A few days after Premier League footballers were decried as ‘social pariahs’ in The Sun, they are hailed as heroes for pledging £4m in total to the NHS.

To put that number into context, the average salary for a Premier League player is now over £3m.

If it really is ‘FOOTBALL v COVID-19’ then we are predicting a convincing away win.

 

Not adding up
 Is it £4m, though? While The Sun say ‘Premier League captains have created a Players Together fund to give £4m to the NHS’, the Daily Mail’s back page trumpets that they ‘could raise more than £20million to aid the fight against coronavirus’.

But what’s £16m between friends?

 

Dummy run
In the inside pages of the Daily Mail, Martin Samuel writes again that footballers should take pay cuts to help out their clubs. It is an argument he has made several times already this week.

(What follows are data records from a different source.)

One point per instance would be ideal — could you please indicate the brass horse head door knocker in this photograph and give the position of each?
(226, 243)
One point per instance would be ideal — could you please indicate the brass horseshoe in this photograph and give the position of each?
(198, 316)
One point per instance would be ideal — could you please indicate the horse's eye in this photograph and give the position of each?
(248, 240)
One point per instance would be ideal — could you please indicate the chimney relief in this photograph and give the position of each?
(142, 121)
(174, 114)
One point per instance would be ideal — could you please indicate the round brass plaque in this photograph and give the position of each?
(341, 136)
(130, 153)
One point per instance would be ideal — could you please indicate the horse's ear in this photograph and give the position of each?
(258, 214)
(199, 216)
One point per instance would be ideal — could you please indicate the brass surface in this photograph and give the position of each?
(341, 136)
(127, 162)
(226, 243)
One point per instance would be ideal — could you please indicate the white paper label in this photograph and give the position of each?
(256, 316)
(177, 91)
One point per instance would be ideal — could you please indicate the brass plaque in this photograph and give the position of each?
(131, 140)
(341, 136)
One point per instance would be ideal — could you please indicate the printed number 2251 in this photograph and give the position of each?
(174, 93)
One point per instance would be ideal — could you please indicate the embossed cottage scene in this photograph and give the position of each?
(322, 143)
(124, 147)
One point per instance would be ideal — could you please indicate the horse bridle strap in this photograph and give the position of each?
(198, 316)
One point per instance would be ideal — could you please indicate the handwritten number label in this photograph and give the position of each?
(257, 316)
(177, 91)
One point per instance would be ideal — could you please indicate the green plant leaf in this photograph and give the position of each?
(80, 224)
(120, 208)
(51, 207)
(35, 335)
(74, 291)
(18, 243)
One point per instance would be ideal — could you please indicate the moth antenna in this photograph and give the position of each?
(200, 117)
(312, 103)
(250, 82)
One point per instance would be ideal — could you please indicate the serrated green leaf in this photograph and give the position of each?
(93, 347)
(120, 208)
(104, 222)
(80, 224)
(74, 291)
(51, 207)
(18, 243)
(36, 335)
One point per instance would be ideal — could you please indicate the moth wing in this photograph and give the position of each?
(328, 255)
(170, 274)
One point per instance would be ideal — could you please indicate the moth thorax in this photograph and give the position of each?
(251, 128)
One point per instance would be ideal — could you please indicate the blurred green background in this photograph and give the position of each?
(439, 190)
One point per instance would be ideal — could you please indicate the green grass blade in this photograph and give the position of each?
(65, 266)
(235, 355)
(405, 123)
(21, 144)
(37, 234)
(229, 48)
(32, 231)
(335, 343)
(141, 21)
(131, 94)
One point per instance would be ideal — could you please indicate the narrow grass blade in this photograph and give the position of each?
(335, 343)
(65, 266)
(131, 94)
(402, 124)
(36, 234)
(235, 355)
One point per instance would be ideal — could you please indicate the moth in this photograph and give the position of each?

He is entitled to his opinion but why does he have to be so bloody patronising? As if footballers are so stupid that they cannot possibly understand economics…

‘Footballers are not being asked to fund the National Health Service, despite the decency of Henderson’s intentions. Right now, we have the Government and many existing charities to do that.

‘The request to footballers is from their clubs and, if anything, it is more readily resolved than any charitable donation.

”The first thing to say is that if Derby County needed me to take a pay cut to save the club I would understand and look to support them in whatever way I could,’ wrote Wayne Rooney at the weekend.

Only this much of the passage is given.